Thursday, June 27, 2013

'Private Dancer'



Going to be real honest, I’m sure Tina Turner has a pretty strong audience base. No doubt you don’t sell the number of records as she’s done without having wide appeal. 

This is a pretty so-so pop record full of cliché 1980s including an abnormal number of guitar solos. 

That said, Turner is one of the few female musical artists that embraces her sex appeal along with an extremely strong personality that’s probably done more for the perception of females than any other artist outside of Lita Ford. Joking.

'Hot Shots II' & 'Heroes to Zeroes'



I wonder how many records The Beta Band sold when John Cusack’s character in High Fidelity uttered the line, “I will now sell five copies of The Three E.P.'s by The Beta Band?” Sub-question: Has any one unknown artist gotten a bigger boost than they did from that movie?

Discuss.

Tuesday, June 25, 2013

'Deep End'



Interesting that I knew Jane Asher as Paul McCartney’s girlfriend, who sometimes acted until you actually see her in films like Deep End or Alfie. Few times in life do you know someone for such a miniscule facet of their life. I think Macca missed the boat here: Asher is probably 50 percent more beautiful now than in the 1960s (she was 17 when she started dating The Beatles bass guitar player). 

Also, Deep End co-stars Diana Dors. She actually has about a seven-minute presence in the film although she gets third billing on all the credits. Dors was labeled as England’s answer to Marilyn Monroe. Blonde and voluptuous, she was extremely beautiful and was achingly similar to Monroe from her body type to her actual face. Age did little for Dors (she portrays a rich, horndog bath-goer in Deep End), which makes you wonder what would’ve happened to Monroe given 25 years. 

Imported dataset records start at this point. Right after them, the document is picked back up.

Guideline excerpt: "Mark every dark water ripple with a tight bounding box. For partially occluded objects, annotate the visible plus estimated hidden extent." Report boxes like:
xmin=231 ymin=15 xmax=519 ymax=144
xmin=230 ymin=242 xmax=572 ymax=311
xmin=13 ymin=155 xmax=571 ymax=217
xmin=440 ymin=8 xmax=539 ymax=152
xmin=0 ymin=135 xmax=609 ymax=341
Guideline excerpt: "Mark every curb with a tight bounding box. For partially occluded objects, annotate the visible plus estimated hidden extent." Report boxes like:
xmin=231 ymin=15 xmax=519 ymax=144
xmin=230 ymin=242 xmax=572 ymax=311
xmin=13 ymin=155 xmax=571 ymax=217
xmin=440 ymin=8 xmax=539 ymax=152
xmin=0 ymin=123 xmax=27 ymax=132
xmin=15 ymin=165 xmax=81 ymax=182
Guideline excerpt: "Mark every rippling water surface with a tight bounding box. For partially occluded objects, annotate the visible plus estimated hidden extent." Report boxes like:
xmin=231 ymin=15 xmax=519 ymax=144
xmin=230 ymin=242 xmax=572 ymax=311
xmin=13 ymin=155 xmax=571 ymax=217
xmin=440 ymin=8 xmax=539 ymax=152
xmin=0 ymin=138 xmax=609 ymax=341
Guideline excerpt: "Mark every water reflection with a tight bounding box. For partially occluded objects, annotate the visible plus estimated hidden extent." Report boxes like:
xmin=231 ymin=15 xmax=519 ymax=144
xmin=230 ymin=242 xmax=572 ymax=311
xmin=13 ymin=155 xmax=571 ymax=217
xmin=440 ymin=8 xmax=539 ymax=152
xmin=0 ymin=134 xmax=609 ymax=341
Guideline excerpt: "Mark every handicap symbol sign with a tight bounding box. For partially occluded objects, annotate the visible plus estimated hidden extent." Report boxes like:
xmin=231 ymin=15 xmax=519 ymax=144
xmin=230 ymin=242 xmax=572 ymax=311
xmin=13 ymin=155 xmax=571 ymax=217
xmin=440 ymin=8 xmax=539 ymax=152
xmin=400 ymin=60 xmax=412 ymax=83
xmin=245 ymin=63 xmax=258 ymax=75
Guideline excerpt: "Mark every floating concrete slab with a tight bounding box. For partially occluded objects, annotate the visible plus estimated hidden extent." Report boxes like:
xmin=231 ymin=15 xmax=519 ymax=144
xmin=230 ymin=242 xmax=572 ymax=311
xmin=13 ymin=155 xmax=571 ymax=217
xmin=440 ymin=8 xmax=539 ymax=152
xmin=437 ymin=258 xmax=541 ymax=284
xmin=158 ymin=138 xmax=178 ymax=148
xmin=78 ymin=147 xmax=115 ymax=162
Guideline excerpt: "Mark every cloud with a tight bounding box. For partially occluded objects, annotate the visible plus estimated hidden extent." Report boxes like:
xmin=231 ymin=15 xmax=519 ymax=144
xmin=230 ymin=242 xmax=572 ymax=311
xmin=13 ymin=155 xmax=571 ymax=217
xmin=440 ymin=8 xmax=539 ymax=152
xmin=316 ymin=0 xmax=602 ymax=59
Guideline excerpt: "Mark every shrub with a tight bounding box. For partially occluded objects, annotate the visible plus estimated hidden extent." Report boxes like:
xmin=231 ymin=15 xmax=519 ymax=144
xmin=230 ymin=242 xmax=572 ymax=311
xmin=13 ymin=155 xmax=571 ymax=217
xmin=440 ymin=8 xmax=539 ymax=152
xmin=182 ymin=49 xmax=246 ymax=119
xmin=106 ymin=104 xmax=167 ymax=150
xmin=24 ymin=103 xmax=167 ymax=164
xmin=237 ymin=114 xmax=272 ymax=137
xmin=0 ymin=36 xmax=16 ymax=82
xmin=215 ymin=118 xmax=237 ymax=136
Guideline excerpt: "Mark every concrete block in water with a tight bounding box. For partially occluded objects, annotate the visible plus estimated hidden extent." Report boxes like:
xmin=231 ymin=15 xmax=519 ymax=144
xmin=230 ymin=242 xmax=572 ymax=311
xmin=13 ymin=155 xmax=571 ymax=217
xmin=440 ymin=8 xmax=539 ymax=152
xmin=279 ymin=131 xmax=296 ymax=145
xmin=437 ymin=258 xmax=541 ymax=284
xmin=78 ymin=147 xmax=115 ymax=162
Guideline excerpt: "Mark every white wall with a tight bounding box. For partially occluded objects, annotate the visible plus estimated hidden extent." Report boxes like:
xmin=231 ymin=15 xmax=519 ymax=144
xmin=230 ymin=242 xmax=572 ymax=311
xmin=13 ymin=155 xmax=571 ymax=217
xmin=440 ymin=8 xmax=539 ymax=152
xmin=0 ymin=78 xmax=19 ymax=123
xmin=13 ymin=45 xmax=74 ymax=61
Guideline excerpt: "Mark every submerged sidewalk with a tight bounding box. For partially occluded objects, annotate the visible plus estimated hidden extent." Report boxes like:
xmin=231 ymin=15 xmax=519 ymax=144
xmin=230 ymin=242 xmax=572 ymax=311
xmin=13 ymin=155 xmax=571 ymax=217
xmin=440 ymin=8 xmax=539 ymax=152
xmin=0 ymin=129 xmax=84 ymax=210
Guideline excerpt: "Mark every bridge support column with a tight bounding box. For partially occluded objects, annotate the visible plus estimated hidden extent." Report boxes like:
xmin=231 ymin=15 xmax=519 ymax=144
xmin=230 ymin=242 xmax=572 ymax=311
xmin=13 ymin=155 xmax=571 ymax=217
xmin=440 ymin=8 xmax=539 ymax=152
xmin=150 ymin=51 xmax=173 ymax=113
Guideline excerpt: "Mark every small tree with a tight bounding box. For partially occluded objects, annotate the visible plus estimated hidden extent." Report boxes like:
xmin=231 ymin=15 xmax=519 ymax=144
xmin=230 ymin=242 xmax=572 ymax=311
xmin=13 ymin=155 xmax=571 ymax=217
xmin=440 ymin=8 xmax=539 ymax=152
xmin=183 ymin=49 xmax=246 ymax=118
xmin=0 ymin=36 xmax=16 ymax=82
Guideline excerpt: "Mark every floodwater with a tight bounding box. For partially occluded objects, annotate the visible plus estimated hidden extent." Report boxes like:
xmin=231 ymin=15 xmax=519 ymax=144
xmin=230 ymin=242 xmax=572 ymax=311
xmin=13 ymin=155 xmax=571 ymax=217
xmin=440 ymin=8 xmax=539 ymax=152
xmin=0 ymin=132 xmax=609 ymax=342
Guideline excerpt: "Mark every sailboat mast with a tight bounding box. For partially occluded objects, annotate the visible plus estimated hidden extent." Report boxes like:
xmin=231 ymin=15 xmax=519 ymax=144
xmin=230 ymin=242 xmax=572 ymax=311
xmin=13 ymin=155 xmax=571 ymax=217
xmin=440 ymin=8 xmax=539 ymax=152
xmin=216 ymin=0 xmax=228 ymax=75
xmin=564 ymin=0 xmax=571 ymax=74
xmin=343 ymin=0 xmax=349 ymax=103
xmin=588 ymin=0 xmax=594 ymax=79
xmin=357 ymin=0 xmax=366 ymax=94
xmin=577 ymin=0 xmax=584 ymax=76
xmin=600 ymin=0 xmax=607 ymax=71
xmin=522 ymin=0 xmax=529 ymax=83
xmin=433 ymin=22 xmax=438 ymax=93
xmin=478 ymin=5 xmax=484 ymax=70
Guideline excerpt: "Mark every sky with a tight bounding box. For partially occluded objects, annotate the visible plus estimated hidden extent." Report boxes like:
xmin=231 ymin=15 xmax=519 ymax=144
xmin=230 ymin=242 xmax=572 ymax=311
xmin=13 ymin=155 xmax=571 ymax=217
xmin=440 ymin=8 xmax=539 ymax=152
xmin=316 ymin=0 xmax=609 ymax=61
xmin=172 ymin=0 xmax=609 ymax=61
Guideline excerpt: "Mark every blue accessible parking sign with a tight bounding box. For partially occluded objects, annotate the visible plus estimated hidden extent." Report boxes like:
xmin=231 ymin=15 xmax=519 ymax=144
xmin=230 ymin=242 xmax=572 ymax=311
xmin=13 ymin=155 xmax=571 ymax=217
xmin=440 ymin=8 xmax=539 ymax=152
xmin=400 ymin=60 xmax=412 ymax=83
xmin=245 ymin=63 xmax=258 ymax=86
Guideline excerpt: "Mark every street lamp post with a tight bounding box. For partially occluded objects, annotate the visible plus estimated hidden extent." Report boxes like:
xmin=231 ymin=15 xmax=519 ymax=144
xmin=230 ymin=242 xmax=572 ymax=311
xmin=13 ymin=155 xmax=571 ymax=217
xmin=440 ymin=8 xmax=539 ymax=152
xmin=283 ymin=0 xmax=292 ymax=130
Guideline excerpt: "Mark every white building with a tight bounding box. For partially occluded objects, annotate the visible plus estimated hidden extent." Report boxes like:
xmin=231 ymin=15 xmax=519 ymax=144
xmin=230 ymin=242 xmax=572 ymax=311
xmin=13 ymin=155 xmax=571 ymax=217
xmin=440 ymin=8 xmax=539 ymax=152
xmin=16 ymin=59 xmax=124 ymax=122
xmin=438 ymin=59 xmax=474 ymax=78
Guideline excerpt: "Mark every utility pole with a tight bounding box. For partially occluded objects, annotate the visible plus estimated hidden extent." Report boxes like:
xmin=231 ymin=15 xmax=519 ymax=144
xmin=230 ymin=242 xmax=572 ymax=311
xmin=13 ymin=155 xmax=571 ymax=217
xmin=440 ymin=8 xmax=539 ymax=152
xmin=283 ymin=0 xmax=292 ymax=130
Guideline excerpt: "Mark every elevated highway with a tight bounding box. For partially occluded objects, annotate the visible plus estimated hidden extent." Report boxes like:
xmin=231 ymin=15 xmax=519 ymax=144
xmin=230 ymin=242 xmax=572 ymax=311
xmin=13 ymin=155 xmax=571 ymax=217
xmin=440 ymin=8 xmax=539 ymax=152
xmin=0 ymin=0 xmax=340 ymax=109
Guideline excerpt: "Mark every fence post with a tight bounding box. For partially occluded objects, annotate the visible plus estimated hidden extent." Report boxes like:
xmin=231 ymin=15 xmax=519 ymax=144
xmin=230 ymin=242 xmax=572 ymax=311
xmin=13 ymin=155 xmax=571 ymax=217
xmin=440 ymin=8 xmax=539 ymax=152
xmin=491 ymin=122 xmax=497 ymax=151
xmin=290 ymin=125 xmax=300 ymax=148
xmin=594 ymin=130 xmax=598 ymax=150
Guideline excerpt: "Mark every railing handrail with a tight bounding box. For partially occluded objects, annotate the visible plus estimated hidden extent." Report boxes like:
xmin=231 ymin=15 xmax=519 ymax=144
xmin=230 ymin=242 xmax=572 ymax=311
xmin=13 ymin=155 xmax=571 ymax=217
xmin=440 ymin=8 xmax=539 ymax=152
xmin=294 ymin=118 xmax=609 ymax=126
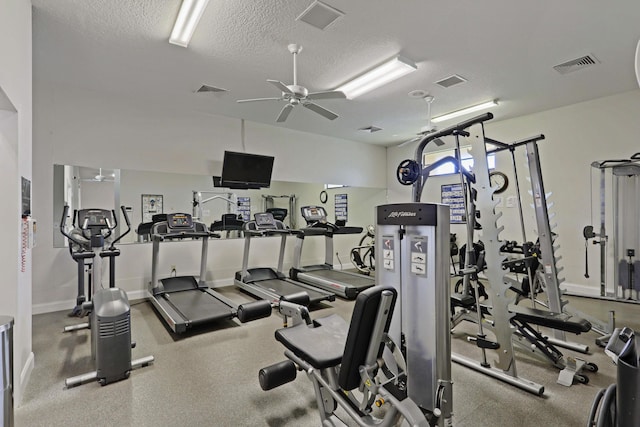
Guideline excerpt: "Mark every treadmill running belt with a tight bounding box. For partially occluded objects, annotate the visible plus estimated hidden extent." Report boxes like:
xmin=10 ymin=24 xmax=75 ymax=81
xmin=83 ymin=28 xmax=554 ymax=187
xmin=307 ymin=270 xmax=375 ymax=289
xmin=253 ymin=279 xmax=327 ymax=304
xmin=164 ymin=290 xmax=233 ymax=326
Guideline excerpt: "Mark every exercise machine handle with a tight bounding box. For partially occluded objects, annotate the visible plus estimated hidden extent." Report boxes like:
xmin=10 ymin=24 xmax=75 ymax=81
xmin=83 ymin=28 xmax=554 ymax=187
xmin=109 ymin=205 xmax=131 ymax=250
xmin=415 ymin=113 xmax=493 ymax=161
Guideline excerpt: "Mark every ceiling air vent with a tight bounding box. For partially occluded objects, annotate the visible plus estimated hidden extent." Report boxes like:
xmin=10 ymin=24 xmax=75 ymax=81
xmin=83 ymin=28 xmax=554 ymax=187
xmin=358 ymin=125 xmax=382 ymax=133
xmin=553 ymin=55 xmax=600 ymax=74
xmin=436 ymin=74 xmax=467 ymax=88
xmin=296 ymin=1 xmax=344 ymax=30
xmin=196 ymin=85 xmax=228 ymax=93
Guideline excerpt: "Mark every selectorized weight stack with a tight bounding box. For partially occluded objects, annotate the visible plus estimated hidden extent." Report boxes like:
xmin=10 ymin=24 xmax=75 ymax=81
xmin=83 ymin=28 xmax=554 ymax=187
xmin=376 ymin=203 xmax=453 ymax=426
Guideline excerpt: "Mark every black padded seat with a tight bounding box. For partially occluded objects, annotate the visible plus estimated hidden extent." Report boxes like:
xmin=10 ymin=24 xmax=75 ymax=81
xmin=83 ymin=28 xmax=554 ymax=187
xmin=276 ymin=314 xmax=349 ymax=369
xmin=451 ymin=294 xmax=476 ymax=308
xmin=276 ymin=286 xmax=397 ymax=380
xmin=509 ymin=304 xmax=591 ymax=334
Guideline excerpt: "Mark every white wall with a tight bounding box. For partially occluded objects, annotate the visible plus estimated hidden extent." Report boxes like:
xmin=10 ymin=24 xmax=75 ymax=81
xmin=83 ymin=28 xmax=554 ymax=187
xmin=0 ymin=0 xmax=32 ymax=405
xmin=33 ymin=85 xmax=386 ymax=313
xmin=387 ymin=90 xmax=640 ymax=295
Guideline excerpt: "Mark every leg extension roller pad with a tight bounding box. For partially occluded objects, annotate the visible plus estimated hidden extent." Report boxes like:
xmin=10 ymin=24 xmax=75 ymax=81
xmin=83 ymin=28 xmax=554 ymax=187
xmin=238 ymin=300 xmax=271 ymax=323
xmin=258 ymin=360 xmax=296 ymax=391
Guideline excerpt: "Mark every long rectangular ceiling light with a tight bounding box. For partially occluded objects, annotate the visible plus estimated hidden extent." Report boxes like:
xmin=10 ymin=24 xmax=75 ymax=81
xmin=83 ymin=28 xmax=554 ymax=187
xmin=336 ymin=56 xmax=418 ymax=99
xmin=169 ymin=0 xmax=209 ymax=47
xmin=431 ymin=99 xmax=498 ymax=123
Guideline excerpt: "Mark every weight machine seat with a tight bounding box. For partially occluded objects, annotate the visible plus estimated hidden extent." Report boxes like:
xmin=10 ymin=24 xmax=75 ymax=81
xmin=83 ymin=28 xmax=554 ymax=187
xmin=451 ymin=294 xmax=476 ymax=308
xmin=509 ymin=304 xmax=591 ymax=334
xmin=275 ymin=286 xmax=397 ymax=390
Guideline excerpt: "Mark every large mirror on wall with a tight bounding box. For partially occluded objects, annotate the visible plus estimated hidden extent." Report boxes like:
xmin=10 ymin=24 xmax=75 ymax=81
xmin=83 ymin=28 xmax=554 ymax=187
xmin=53 ymin=165 xmax=386 ymax=247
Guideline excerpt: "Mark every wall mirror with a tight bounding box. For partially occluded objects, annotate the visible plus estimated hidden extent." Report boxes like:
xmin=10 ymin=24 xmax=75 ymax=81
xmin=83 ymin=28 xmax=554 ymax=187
xmin=53 ymin=165 xmax=386 ymax=247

Per the end of the film, I'm still not sure how she was killed by the light, why it required such a dramatic turn and why the kid wasn't so keen on helping. 

'Time Regained'



Time Regained – set around Marcel Proust’s deathbed – co-stars Chiara Mastroianni, who is the daughter of Catherine Deneuve (also in Time Regained) and Marcello Mastroianni, who had worked with Time Regained director Raúl Ruiz three years earlier in Three Lives and Only One Death. Regrettably, she looks just like her father. 

This photo should show you why it’s regrettable. Any excuse to feature a photo of Deneuve in the 1960s.

'The Ear'



Filmed in 1970, The Ear did not receive a major release until 1989 after Soviet-rule in the Czech Republic ended and certain avenues for artistic expression were laxed. 

The Ear is often compared to the Elizabeth Taylor-Richard Burton white-knuckle ride, Who’s Afraid of Virginia Woolf? Appropriately so considering both place unhappy couples in (often) stressful or terrifying situations (exacerbated by alcoholic females) that bring to the surface all of the pockmarks of their respective relationships as they teeter on out and out destruction.

The Ear follows a couple returning from a political/work party only to find that their house had been bugged by the Communists. The paranoia behind what’s been said and when drives the couple to lash out at each other only to sorta find each other again once on the brink of destruction and madness.

This is a tremendous film.

Tuesday, June 18, 2013

'Home Is Where The Music Is'



I took notice of Hugh Masekala recently while watching the documentary about the roots and production Paul Simon’s Graceland, Under African Skies. He toured in support of the album which was recorded in South Africa, where Simon used native musicians and singers despite the controversy of apparently condoning apartheid. 

He performed along with South African singer Miriam Makeba, who he married for two years in the mid-1960s. Aside from being a smooth jazz record, there are times when artists are significant beyond the sound of their horn or voice. Both Masekala and Makeba used the platform established by their talent to boldly represent other black South Afrikaners and oppose apartheid.

Although it’s different than what Dr. Martin Luther King Jr. or Nelson Mandela sacrificed in their own fights. Masekala and others – say, James Brown in the United States – also put up their careers as collateral. On certain levels, the fight for equality was Mandela and Dr. King’s jobs. Whereas Brown and Masekala could have stood on the sidelines and did jazz standards or songs about girls. Neither did and it’s a big reason their music exemplifies art’s impact on society.

Home Is Where the Music Is is a gentle smooth record released in 1972, 10 years since he'd been imprisoned on Robben Island, where he'd reside for another 10 years and 16 years before he'd be released for good. The album, I suspect, is nothing but a sort of declaration. And a salve for a scorned and angry people. Sometimes, you just don't have to yell to be heard.